OPINIÃO

Sob o signo da incerteza

A crise conta com quatro atores principais: políticos de diferentes matizes, o mercado, o Judiciário e a mídia.

14/07/2017 14:36 -03 | Atualizado 14/07/2017 16:02 -03
Nacho Doce / Reuters
Lula se defende de condenação em primeira instância.

Mais de um ano depois da derrubada de Dilma Rousseff, os rumos do País estão longe de ser claros. De início, a presidência de Michel Temer podia ser interpretada como o produto de uma espécie de aliança informal entre políticos tradicionais e o chamado mercado.

Até porque os dois setores possuíam motivos palpáveis para a convergência: aos políticos, interessava frear as investigações sobre corrupção levadas a cabo pela Lava Jato; ao "mercado", era imperativo avançar mudanças na economia e na sociedade que não tinha sido capaz de implementar pela via eleitoral.

Recentemente, a incerteza chegou ao ponto em que a própria sobrevivência do governo entrou em questão. Soma-se ao quadro pouco claro a condenação, em primeira instância, do ex-presidente Luiz Inácio da Silva.

No entanto, a indefinição, mais do que resultado do comportamento dos diferentes atores políticos, é provocada pelo avanço da Lava Jato. Nessa referência, o momento chave foi a divulgação da gravação da conversa entre o presidente Temer e o empresário Joesley Batista.

Especialmente importante foi a mudança de posição do poderoso Sistema Globo de Comunicação. Da indisfarçada simpatia pelo governo, passou a atacá-lo com uma violência comparável à desferida contra a presidente Dilma. Os motivos da Globo estão longe de ser evidentes, mas sua nova atitude contribui indiscutivelmente para aumentar a turbulência política.

No mesmo sentido, a decisão do procurador-geral da República, Rodrigo Janot, de fatiar a denúncia contra Temer torna a situação de seu governo particularmente instável. Apesar da aprovação da reforma trabalhista, aquela que deveria ser a principal iniciativa pós-impeachment - a reforma da Previdência - enfrenta um problema de timing. Com a aproximação das eleições de 2018, se torna menos interessante para congressistas aprovarem uma medida altamente impopular.

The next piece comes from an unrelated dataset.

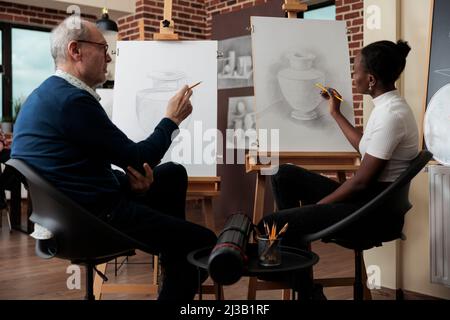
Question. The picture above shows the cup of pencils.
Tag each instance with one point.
(269, 250)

Paralelamente, em um contexto em que o governo está sob ataque, ele tende a ceder mais facilmente às demandas de sua base parlamentar. Isso deve respingar na propagada da austeridade fiscal. Nesse ambiente, o apoio do mercado se torna mais incerto, como se pode perceber pelas oscilações da posição diante do governo Temer da principal expressão política do establishment financeiro, o PSDB.

Já a sentença relativa a Lula torna ainda mais incerto o quadro em torno do qual serão realizadas as eleições de 2018. A possibilidade do candidato mais bem colocado nas pesquisas não poder se apresentar às eleições se torna mais palpável, bastando para tanto sua condenação em segunda instância.

Mais importante: sem Lula, um ator político fundamental, a esquerda fica sem alternativa evidente. Trata-se indubitavelmente de casuísmo. No entanto, a falta de opção reflete, em termos mais profundos, a incapacidade desse setor de ir além da liderança do ex-presidente. O cientista político André Singer chamou essa realidade de lulismo. Este tornou-se maior do que o projeto de organizar os trabalhadores que motivou a fundação do PT.

O enredo da incerteza

Pode-se destacar quatro atores envolvidos no enredo: políticos de diferentes matizes, o mercado, o Judiciário e a mídia. O grande ator ausente da trama é a soberania popular. Quase todo o sistema político se aliou ao mercado, dando sustentação ao governo Temer. Voltavam-se prioritariamente contra o PT, que já governava o País há 14 anos.

Também encontravam sustentação em partes do Judiciário e da mídia, aparentemente envolvidos em uma cruzada pela moralização dos costumes políticos. Coincidentemente, a cruzada tinha como principal alvo o partido de Lula. Mas mesmo que a vontade popular esteja alheia à intriga, ela não deixa de desempenhar um papel de certa forma fantasmagórico, sua sombra projetando-se com a aproximação das eleições de 2018.

É verdade que grandes manifestações estiveram por trás da queda de Dilma. Bradavam contra a corrupção, mas seu ímpeto diminuiu consideravelmente quando foram revelados os malfeitos do governo Temer. O que é coerente com a composição majoritariamente de classe média nas manifestações.

Em reação, a esquerda também foi às ruas, mesmo que em menor número, em atos contra o impeachment e o governo Temer. Não foi, entretanto, capaz de mobilizar mais que seu público tradicional.